Video Games Both Great and Small
Horror month continues a little past October with Zachary McAnally looking at Slender: The Arrival‘s horror design and Soha El-Saaawi explaining the journey of Year Walk.
Emanuel Maiberg at Kill Screen looks at the new Call of Duty and how the campaign ends up turning you unintentionally into a terrorist and a Nazi. While E.T. Brooking at The Escapist explores the real world space faring weaponry that has and could exist.
Becky Chambers of The Mary Sue relates her experience with Papers, Please from both sides of the customs booth, both in the game and in real life. Levi Fowler wrote ‘What AntiChamber Teaches Us About The Nature of Religious Texts’ for GameChurch.
Bendan Vance talks about intrinsic and extrinsic features of a work and how Liz Ryerson’s Problem Attic is an example of a game fully designed with intrinsic meaning instead of “paying lip service to aesthetics.”
Ethan Gach asks “What is Final Fantasy?” in the respect that the games have always changed and mutated over their many iterations and looks at the core of what makes a quote/unquote Final Fantasy game.
Nathan of Metopal.com compares Baseball to Spelunky in regards to their various levels of play and the deceptively simple descriptions of how they play.
Eric Swain at PopMatters explains how most games that claim to be cinematic fail to take advantage of the techniques of film and how Brothers: A Tale of Two Sons was a game that incorporated such techniques into its camera.
Stephen Beirne wrote a piece at Gameranx claiming that BioShock Infinite‘s combat design was a step backwards from BioShock 2.
Alisha Karabinus at Not Your Mama’s Gamer explored how thanks to her age and our journey with her in Season One, that taking control of Clementine in The Walking Dead Season Two could be path to a new empathy to girls’ and women’s situations in trying circumstances.

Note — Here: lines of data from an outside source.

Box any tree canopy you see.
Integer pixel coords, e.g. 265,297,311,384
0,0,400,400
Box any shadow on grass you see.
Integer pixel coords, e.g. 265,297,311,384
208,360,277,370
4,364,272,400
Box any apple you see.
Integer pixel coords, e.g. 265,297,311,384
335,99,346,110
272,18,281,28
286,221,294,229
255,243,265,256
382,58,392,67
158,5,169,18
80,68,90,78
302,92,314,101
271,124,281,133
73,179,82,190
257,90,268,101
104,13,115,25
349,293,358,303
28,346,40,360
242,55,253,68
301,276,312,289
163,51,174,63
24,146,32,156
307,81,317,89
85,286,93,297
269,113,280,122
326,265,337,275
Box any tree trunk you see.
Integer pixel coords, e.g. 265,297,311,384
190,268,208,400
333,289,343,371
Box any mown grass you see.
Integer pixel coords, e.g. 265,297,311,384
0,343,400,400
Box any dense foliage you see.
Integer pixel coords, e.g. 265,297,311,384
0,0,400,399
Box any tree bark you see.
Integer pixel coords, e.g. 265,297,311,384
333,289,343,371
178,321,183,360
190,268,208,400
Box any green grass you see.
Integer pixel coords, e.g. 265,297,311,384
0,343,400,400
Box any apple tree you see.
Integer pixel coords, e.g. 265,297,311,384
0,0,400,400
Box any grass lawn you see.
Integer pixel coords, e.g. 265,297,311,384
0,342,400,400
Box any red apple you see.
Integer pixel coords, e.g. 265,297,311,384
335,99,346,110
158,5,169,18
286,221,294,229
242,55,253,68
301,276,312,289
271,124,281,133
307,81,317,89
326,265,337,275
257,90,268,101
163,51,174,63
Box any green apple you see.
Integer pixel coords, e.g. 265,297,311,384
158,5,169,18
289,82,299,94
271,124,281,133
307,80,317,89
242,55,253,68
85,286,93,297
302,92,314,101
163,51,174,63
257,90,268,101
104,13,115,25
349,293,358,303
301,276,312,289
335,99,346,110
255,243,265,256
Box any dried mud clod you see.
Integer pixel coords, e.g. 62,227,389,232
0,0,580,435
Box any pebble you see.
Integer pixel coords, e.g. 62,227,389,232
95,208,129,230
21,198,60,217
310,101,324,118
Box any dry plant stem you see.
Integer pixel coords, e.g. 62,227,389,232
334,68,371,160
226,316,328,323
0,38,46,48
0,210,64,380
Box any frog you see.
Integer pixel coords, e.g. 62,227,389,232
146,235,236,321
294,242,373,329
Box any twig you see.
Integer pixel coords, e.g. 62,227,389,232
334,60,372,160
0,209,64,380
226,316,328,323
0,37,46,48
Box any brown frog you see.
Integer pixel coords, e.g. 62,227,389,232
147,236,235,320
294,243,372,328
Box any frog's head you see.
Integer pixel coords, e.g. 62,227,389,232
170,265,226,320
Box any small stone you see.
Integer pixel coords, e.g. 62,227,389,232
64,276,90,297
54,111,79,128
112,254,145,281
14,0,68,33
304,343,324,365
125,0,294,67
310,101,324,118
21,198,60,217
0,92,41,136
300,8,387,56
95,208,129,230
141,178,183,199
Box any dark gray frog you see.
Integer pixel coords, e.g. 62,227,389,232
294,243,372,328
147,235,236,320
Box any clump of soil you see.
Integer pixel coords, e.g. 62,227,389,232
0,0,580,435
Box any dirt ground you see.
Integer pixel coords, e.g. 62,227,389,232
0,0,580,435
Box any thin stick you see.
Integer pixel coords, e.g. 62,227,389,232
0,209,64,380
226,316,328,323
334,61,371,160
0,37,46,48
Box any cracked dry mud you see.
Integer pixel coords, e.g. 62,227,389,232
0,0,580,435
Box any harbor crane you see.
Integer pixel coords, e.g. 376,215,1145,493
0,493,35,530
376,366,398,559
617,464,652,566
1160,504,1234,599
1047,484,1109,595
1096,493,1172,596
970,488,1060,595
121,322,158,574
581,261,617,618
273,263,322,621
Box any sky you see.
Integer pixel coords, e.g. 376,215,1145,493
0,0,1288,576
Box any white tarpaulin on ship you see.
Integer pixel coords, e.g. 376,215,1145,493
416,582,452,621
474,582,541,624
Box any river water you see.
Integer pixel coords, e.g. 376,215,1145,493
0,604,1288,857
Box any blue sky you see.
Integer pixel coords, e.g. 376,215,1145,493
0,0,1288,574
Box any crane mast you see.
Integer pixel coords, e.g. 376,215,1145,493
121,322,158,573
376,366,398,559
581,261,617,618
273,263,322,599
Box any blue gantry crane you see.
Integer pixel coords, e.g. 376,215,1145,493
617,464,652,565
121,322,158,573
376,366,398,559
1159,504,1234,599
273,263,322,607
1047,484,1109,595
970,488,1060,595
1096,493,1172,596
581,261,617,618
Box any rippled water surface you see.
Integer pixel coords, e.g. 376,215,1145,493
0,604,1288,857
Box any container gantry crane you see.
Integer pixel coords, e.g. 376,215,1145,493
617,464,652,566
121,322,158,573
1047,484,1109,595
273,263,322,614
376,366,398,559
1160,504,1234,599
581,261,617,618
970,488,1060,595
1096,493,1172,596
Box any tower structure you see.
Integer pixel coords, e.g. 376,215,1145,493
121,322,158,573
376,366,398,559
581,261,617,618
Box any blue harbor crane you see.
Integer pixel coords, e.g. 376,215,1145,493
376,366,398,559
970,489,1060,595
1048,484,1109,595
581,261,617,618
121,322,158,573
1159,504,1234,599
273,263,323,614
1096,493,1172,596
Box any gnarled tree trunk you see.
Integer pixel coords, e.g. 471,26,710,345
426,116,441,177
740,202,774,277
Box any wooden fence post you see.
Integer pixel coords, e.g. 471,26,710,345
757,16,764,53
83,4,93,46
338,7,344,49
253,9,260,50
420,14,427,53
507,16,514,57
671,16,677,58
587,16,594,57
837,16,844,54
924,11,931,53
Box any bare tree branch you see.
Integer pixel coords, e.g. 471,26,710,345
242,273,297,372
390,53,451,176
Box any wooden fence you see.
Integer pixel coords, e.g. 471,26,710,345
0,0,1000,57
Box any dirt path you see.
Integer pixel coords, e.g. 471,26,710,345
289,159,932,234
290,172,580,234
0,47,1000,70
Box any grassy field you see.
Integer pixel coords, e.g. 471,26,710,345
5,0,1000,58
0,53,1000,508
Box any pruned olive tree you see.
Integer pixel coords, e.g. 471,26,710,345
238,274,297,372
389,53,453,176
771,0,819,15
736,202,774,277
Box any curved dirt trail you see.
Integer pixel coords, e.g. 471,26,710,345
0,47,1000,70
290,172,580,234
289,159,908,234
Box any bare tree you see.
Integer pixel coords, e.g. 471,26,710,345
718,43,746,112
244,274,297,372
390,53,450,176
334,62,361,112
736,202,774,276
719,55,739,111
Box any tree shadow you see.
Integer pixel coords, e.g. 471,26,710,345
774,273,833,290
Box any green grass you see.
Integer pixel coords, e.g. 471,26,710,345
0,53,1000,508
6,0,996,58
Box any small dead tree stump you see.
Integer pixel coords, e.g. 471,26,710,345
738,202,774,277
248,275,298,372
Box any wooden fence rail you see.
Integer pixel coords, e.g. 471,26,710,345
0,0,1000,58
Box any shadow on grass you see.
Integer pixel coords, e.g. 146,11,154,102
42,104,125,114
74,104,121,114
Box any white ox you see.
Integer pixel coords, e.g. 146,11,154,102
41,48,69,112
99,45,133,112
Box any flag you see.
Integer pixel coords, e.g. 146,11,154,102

State of Things Orbiting the Medium
Bob Chipman explains the changes that happened to criticism in the public sphere over the last century and how it wasn’t always consumer oriented, but theory oriented in his latest Big Picture Show episode.
Cameron Kunezlman looks at the complex relationships indies and AAA industries have with one another, especially the workers of each. Speaking of which, Ian Williams looks at the distressing reality of Video Games and Labor.
Emanuel Maiberg now shows the other side of the debate in ‘what big data can’t teach us about video games.’
At the Monochroma development blog, Burak Tezate?er looks at the expressionism art style and its relationship to video games.
Gender and Race Tied Up With Lace
In her Edge column, Leigh Alexander explains how those fans that get defensive of their favorite games over criticism end up displaying the same sensitivity they vilify in others who are not explicitly catered to.
Sindey Fussell explains why the main answer towards equality in the medium is in the end another silencing tactic in favor of the status quo.
At The Border House, Mark Filipowich explores how the relationship between sex and politics is presented in three different games.
PBS Game/Show asks the question ‘Are Games Racist?’ answering yes, though not for the reason one might think.